A recovery in oil prices, which boosted index heavyweights BP (BP.) and Royal Dutch Shell (RDSB), and continuing Brexit-related weakness in sterling lifted the FTSE 100 34 points higher by the close to 7,038.95.
On Monday (3 December), Tuesday (4 December) and Wednesday (5 December) next week purchasing managers’ index data covering the manufacturing, construction and services industry in the UK are released. These come ahead of a looming vote on Prime Minister Theresa May’s Brexit deal which is expected to face defeat when it is voted on by MPs on 11 December. Next Thursday (6 December) oil producers cartel OPEC is set to meet in Vienna (see Economic update). Friday (7 December) sees the release of US non-farm payrolls data. The earliest release, based on hard data, to provide an insight into the health of the world’s largest economy.
Investors in the high-street banks breathed a sigh of relief this week after the Bank of England’s stress test (29 November) showed that they are more resilient to a deep global recession than they were during the financial crisis. Shares in Royal Bank of Scotland (RBS), which is still 62%-owned by the Government, enjoyed the biggest bounce as investors reacted to the news, followed by Lloyds (LLOY) and Barclays (BARC).
According to the stress-test results, the UK banking system could weather ‘deep simultaneous recessions in the UK and global economies that are more severe than the global financial crisis… combined with large falls in asset prices and a separate stress of misconduct costs’. Despite potential losses of £140 billion due to write-downs on loans and assets under the most extreme scenario, the banks’ overall core equity tier 1 (CET1) ratio, a measure of the ability of a bank’s balance sheet to weather financial shocks, would still be twice the level before the financial crisis and above the new, higher ‘hurdle rates’. The ultimate upshot is that even in a worst-case scenario none of the banks would need to raise more capital to continue lending and there is no need to change their current dividend pay-out plans.
Producers’ cartel OPEC is widely expected to take some action to curb output at its meeting next Thursday (6 December).
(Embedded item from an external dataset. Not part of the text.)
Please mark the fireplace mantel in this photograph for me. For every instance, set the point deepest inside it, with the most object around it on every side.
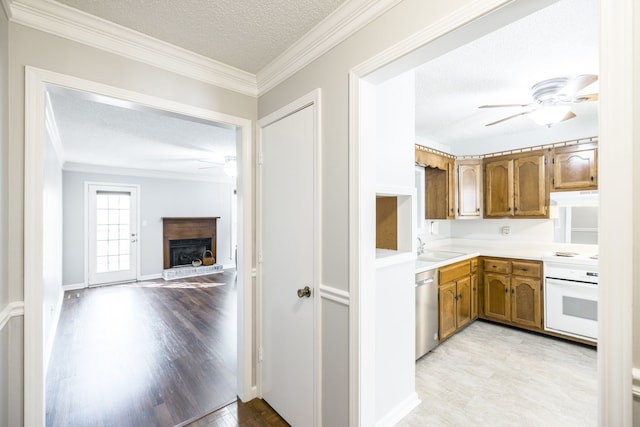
(174, 228)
In the current climate this is likely to do little more than stabilise oil prices. If OPEC fails to act, then another big fall cannot be ruled out. US included more waivers in its sanctions on major oil producer Iran than expected. This meant Iranian production and exports remained robust at a time when Saudi Arabia had been ramping up its own output to compensate for an anticipated shortfall.
Investors looking for exposure to the health care sector could consider Source US Health Care (XLVP) which provides exposure to a basket of US health care stocks for an ongoing charge of 0.14%.
4 December – Investors will be expecting plumbing products specialist Ferguson’s (FERG) first quarter update to reflect its exposure to a relatively buoyant US economy. The US accounts for around 80% of its sales and 90% of its operating profit. As well as selling plumbing fittings, Ferguson provides water-related products to utility companies and their contractors through its Waterworks unit.
6 December – British fashion label Ted Baker (TED) will be aiming to bounce back from a disappointing set of first half results, linked to weather and a hit associated with its concessions in troubled department store House of Fraser, when it updates on trading. Online sales, which have been growing rapidly, may be a rare bright spot.